The most effective device Levinson has added is a narrator: the Older Boogie (John Schiappa), a wise presence who guides us through the musical. He knows what the young men don’t know, that they will have to take on the adult responsibilities they are avoiding in the comfort of the Diner. Schiappa also portrays the street smart character, Bagel, an aluminum siding salesman.

The Diner, designed by Derek McLane, is so realistic that you could walk onto the set and order, and expect to be served, a burger and a shake. There is a large red Diner sign across the top of it, and the entire set opens to reveal booths and an authentic serving counter with the red and chrome stools.

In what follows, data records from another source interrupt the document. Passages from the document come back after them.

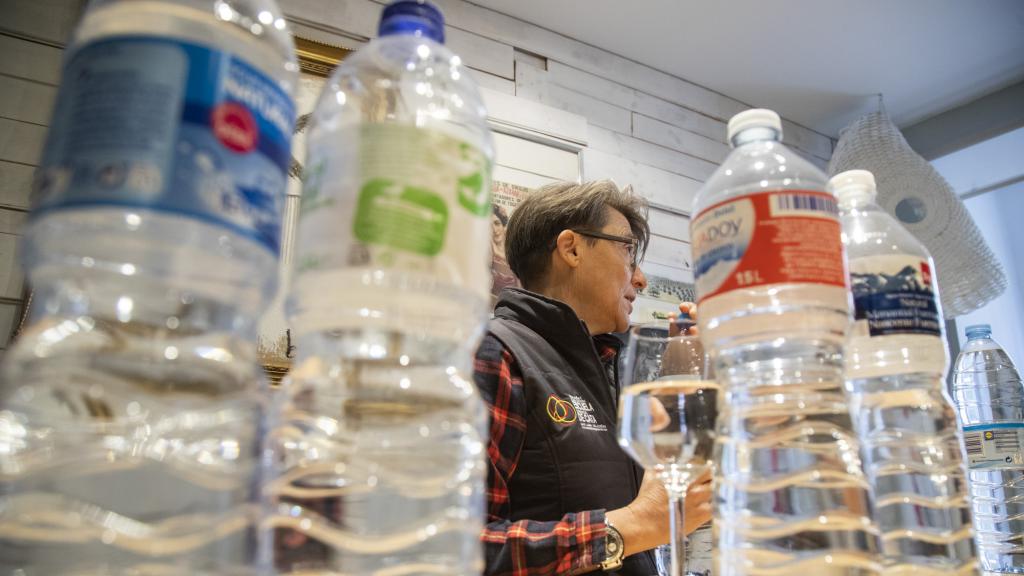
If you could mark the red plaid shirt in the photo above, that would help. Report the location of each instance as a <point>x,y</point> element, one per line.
<point>570,545</point>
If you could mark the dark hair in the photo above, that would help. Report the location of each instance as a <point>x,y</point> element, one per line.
<point>539,219</point>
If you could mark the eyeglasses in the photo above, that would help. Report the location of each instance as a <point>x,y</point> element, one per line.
<point>631,243</point>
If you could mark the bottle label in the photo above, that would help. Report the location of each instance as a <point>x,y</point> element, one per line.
<point>994,445</point>
<point>170,126</point>
<point>894,294</point>
<point>394,196</point>
<point>777,237</point>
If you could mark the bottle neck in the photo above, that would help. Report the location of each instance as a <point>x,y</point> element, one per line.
<point>856,201</point>
<point>756,134</point>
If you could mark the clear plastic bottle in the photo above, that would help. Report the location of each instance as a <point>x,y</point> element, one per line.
<point>131,405</point>
<point>378,444</point>
<point>989,399</point>
<point>896,362</point>
<point>774,312</point>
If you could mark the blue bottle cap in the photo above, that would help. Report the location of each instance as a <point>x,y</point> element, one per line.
<point>978,331</point>
<point>416,17</point>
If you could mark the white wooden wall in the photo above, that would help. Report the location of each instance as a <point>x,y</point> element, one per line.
<point>655,131</point>
<point>32,34</point>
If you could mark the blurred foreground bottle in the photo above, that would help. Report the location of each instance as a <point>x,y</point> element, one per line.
<point>377,443</point>
<point>131,405</point>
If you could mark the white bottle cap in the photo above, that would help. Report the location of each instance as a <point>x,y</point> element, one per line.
<point>757,117</point>
<point>853,184</point>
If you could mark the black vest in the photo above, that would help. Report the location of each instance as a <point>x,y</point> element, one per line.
<point>570,459</point>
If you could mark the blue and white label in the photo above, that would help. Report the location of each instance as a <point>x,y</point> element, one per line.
<point>171,126</point>
<point>994,445</point>
<point>894,294</point>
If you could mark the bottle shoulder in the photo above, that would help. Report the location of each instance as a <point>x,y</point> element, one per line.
<point>759,165</point>
<point>404,80</point>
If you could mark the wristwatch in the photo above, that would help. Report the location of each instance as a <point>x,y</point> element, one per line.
<point>613,547</point>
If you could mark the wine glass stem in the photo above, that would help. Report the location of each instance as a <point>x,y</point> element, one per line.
<point>677,520</point>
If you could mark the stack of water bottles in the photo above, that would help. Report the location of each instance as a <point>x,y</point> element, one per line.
<point>132,404</point>
<point>135,433</point>
<point>774,312</point>
<point>896,363</point>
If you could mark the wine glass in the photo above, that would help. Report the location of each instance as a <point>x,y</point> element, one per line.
<point>667,416</point>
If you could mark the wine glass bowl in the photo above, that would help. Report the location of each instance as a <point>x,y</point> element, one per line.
<point>667,415</point>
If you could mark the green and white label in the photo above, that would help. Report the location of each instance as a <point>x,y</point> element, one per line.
<point>397,197</point>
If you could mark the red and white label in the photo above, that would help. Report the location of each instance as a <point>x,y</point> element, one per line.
<point>235,127</point>
<point>779,237</point>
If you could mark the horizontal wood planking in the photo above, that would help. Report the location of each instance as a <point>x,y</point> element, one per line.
<point>15,184</point>
<point>584,56</point>
<point>631,98</point>
<point>646,153</point>
<point>497,83</point>
<point>30,60</point>
<point>642,104</point>
<point>535,117</point>
<point>536,157</point>
<point>531,83</point>
<point>520,177</point>
<point>360,17</point>
<point>660,188</point>
<point>26,100</point>
<point>669,252</point>
<point>669,224</point>
<point>668,135</point>
<point>654,269</point>
<point>11,278</point>
<point>12,221</point>
<point>51,21</point>
<point>9,316</point>
<point>20,141</point>
<point>696,109</point>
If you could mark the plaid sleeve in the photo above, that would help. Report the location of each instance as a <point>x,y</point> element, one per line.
<point>570,545</point>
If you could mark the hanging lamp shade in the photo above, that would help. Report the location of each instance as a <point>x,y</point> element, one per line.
<point>923,201</point>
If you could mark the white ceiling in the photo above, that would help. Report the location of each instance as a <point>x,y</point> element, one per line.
<point>818,63</point>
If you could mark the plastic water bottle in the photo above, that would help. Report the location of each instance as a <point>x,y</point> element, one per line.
<point>378,442</point>
<point>131,406</point>
<point>896,363</point>
<point>774,311</point>
<point>989,399</point>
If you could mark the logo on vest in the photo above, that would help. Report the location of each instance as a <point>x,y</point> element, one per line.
<point>574,410</point>
<point>559,411</point>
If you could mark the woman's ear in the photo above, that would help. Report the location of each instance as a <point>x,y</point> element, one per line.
<point>567,248</point>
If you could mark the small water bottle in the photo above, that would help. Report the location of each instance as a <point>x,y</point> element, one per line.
<point>131,406</point>
<point>896,362</point>
<point>989,399</point>
<point>377,447</point>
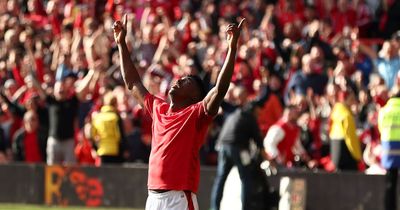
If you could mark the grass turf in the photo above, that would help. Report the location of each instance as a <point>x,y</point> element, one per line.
<point>5,206</point>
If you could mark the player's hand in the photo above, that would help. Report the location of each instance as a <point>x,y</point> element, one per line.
<point>233,33</point>
<point>120,30</point>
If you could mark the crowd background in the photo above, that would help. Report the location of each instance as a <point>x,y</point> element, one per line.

“Diner” is the movie that made stars out of Mickey Rourke, Kevin Bacon, Steve Gutenberg, Ellen Barkin and Daniel Stern. Some of the most amusing parts of both the movie and the musical are the late night conversations. Levinson has a wonderful ear for meaningful discussions about meaningless things that take place when young men sit around in the early hours of the morning.

His understanding of the Baltimore he knew growing up there was sensitively evident in his trilogy of films: “Diner,” “Tin Men,” and “Avalon,” and it continues here.

A major difference in the musical is that Levinson has written more meaningful roles for the women, who also are highlighted in Crow’s songs, “Don’t” and “Every Man Needs a Woman.” One of the characters, the driven Barbara (Whitney Bashor), is working toward a career as a television executive, an area generally closed to women in the ’50s. She is also facing an unwed pregnancy and doesn’t want to give up her budding career dreams to marry the baby’s father, Billy (Aaron C. Finley).

Crow has been careful in writing her music to be respectful of the ’50s. Her “Darling It’s You” could have been a top ten hit. While much of the music is energetic and lively, the dancing is the weakest part of this otherwise effectively directed and choreographed effort by Kathleen Marshall.

There is an undeserved romance about the ’50s. The music is an important part of that nostalgia, but as Levinson so sagely understands, the ’50s symbolized an ending of a time that was static and deserved to end. This “Diner” will be a hit, not only because it works as a musical 33 years after Levinson’s bitter-sweet movie, but because it is new and fresh and will be continuously performed for a number of years.

Diner continues through January 25, 2015 at Signature Theatre, 4200 Campbell Ave., Arlington, VA. Tickets are currently sold out.